3.2 Ian - Été
Été 2013
Max me change.
Ou bien, au contraire, il me révèle.
Je découvre la peur. J'ai peur, sans aucun doute, de ce que je ressens.
Ma statue se craquèle pour découvrir la chair enfermée dessous.
J'ai revu la femme aux yeux chocolat. J'ai pensé au mot "bleu". J'ai vu un homme, aussi, plusieurs fois. Et j'ai rêvé d'un ours chaque soir après l'avoir vu.
Mes rêves sont devenus sauvages.
Max me pose des questions, il me parle de lui, de la vie, me présente à ses amis, m'emmène le voir danser au conservatoire.
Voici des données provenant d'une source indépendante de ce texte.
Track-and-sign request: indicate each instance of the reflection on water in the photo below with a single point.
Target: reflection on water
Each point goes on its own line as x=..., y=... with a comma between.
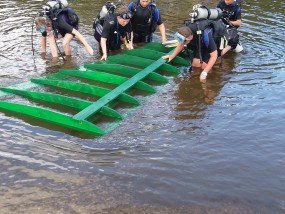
x=216, y=147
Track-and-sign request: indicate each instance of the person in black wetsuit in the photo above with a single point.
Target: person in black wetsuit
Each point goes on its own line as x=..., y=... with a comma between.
x=232, y=18
x=146, y=18
x=65, y=26
x=114, y=30
x=209, y=53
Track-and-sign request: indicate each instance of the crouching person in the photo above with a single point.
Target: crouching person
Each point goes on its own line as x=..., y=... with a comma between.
x=114, y=30
x=59, y=21
x=205, y=55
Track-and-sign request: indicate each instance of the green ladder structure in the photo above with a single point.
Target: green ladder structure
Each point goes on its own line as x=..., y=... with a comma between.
x=115, y=80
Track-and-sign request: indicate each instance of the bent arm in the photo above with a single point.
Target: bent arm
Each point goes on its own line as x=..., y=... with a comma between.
x=176, y=51
x=83, y=41
x=236, y=23
x=161, y=28
x=44, y=44
x=103, y=43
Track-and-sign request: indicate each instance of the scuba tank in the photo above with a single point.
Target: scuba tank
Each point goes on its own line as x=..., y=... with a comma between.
x=57, y=4
x=202, y=12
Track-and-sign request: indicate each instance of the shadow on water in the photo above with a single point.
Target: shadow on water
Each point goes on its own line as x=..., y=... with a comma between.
x=215, y=147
J'y ai vu un garçon, aveugle et sourd. Un prodige, a-t-il dit. Un danseur d'une technique parfaite, d'une émotion sublime, et qui ne répond pourtant qu'aux vibrations des basses sur le parquet. Je me suis arrêté un long moment pour l'observer. Je me suis dit qu'incapable de ressentir les vibrations du monde, j'étais sans doute bien plus aveugle et sourd que lui. Il m'a inspiré, je dois dire, à creuser encore davantage...
Mais plus j'avance, et plus j'ai peur.
La petite amie de Max, par exemple, m'inspire un sentiment de répulsion intense. La sensation est si violente qu'elle ne semble pas m'appartenir. Chaque fois que je la vois, je ne pense qu'à fuir le plus loin possible. J'en viens presque à désirer retourner six mois en arrière, quand tout était éteint, machinal et facile.
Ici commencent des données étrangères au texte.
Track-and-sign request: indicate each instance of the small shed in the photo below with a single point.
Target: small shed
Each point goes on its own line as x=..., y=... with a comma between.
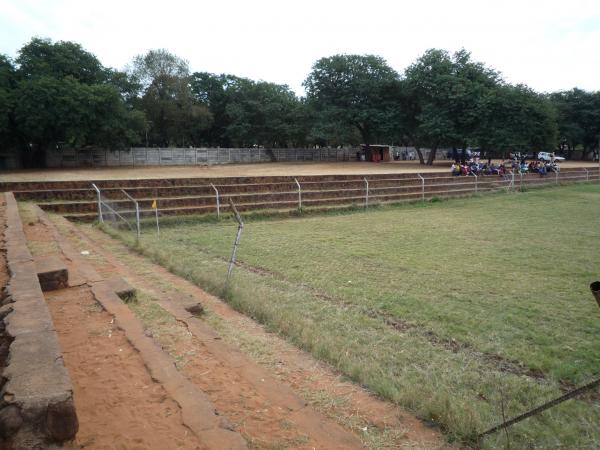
x=376, y=152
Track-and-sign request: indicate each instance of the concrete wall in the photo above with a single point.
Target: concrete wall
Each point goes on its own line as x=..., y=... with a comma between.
x=191, y=156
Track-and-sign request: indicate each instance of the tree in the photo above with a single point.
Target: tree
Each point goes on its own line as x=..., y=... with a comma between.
x=174, y=116
x=578, y=115
x=62, y=95
x=515, y=118
x=354, y=91
x=250, y=113
x=442, y=93
x=43, y=58
x=7, y=80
Max voit facilement quand je suis troublé. Il me demande toujours si je vais bien. Cette simple question dans sa voix à lui m'apaise aussitôt. Alors je lui souris. Il aime quand je souris. Je le vois, parce que son regard pétille et ses pommettes remontent d'un centimètre pour exprimer sa joie.
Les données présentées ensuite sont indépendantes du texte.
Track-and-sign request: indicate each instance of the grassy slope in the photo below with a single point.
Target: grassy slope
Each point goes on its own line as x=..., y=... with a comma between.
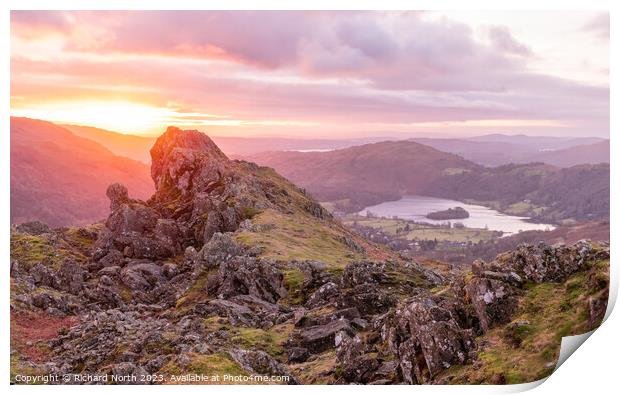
x=546, y=313
x=422, y=232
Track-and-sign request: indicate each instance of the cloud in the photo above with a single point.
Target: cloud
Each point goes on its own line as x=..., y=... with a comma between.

Je l'aime bien. Oui, il me semble que c'est ça, bien aimer quelqu'un. Apprécier sa compagnie, l'attendre même. Oser s'exprimer, de plus en plus aisément, de plus en plus volontiers. Et puis prendre goût à le regarder. J'aime son visage commun et sa coupe de cheveux toute simple. J'aime l'aspect gris sombre de ses yeux, et la légère corolle autour de sa pupille.
Oui, c'est certain, sa présence me secoue. J'ai du mal à rester Ian.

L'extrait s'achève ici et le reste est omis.